Clean and extract features from text and timestamps.


In [None]:
# TODO:
# - normalize to lower case city
# - extract year and month


In [None]:
# TODO:
# - normalize city to lowercase
# - extract year from timestamp
# - extract month from timestamp

sales_l.with_columns([
    # TODO: normalized city
    # TODO: year
    # TODO: month
]).select(
    ["city", "city_norm", "year", "month"]
).head().collect()


city,city_norm,year,month
str,str,i32,i8
"""Valencia""","""valencia""",2025,1
"""Madrid""","""madrid""",2025,1
"""Sevilla""","""sevilla""",2025,1
"""Bilbao""","""bilbao""",2025,1
"""Barcelona""","""barcelona""",2025,1


## 5. End-to-End Pipeline

Build a single optimized pipeline that:
- cleans data
- joins products
- computes revenue
- aggregates KPIs


In [None]:
# TODO:
# - join sales with products
# - filter out discontinued products
# - compute net_value applying discount logic
# - group by category
# - aggregate:
#   - number of orders
#   - total revenue
# - sort results by revenue descending

final = (
    sales_l
    # TODO: join with products
    # TODO: filter discontinued products
    # TODO: create net_value
    # TODO: group by category
    # TODO: aggregate KPIs
    # TODO: sort by revenue
)

# TODO: execute pipeline


category,orders,revenue
str,u32,f64
"""Toys""",47726,24680685.0
"""Sports""",54546,23236576.0
"""Home""",54546,16936503.0
"""Fashion""",54546,11508916.0
"""Electronics""",54546,5318092.5


## Exercise 6 — Predicate & Projection Pushdown

Build a lazy pipeline that:

- reads sales data
- selects only the necessary columns
- filters rows as early as possible

Inspect the execution plan and identify:
- predicate pushdown
- projection pruning


In [None]:
# TODO:
# - scan sales.parquet lazily
# - select only: city, gross_value, has_discount
# - filter gross_value > 5000
# - inspect execution plan

pipeline = (
    pl.scan_parquet("sales.parquet")
    # TODO
)

print(pipeline.explain())
pipeline.collect()


## Exercise 7 — Join + Filter Pushdown

Join sales with products and filter out discontinued products.

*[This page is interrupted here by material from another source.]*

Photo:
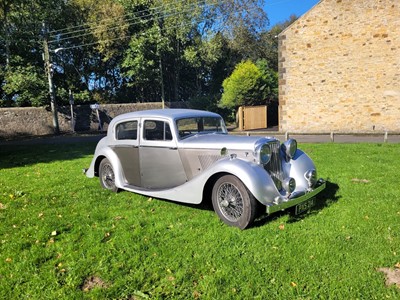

Inspect the execution plan and verify:
- join reordering
- filter pushdown on the dimension table


In [None]:
# TODO:
# - join sales and products
# - filter discontinued products
# - inspect execution plan

pipeline = (
    sales_l
    # TODO
)

print(pipeline.explain())
pipeline.collect()


## Exercise 8 — Window Aggregation vs GroupBy

Compute total revenue per city using:

- a group_by aggregation
- a window function

Compare the results conceptually.


In [None]:
# TODO:
# - compute net_value
# - compute revenue per city using group_by
# - compute revenue per city using window functions

# group_by version
grouped = (
    sales_l
    # TODO
)

# window version
windowed = (
    sales_l
    # TODO
)

grouped.collect(), windowed.select(["city", "revenue"]).head().collect()


## Exercise 9 — Top-N per Group

For each city, return the top 3 users by total revenue.

Use window functions to rank users within each city.


In [None]:
# TODO:
# - compute net_value
# - aggregate revenue per city + user
# - rank users within each city
# - keep only top 3

pipeline = (
    sales_l
    # TODO
)

pipeline.collect()


## Exercise 10 — Multi-step Optimization Challenge

Build a fully optimized lazy pipeline that:

- joins sales and products
- filters discontinued products
- computes net_value
- aggregates revenue per category
- sorts results

Inspect the execution plan and explain:
- which optimizations are applied


In [None]:
# TODO:
# - full lazy pipeline
# - minimal intermediate steps
# - inspect execution plan

pipeline = (
    sales_l
    # TODO
)

print(pipeline.explain())
pipeline.collect()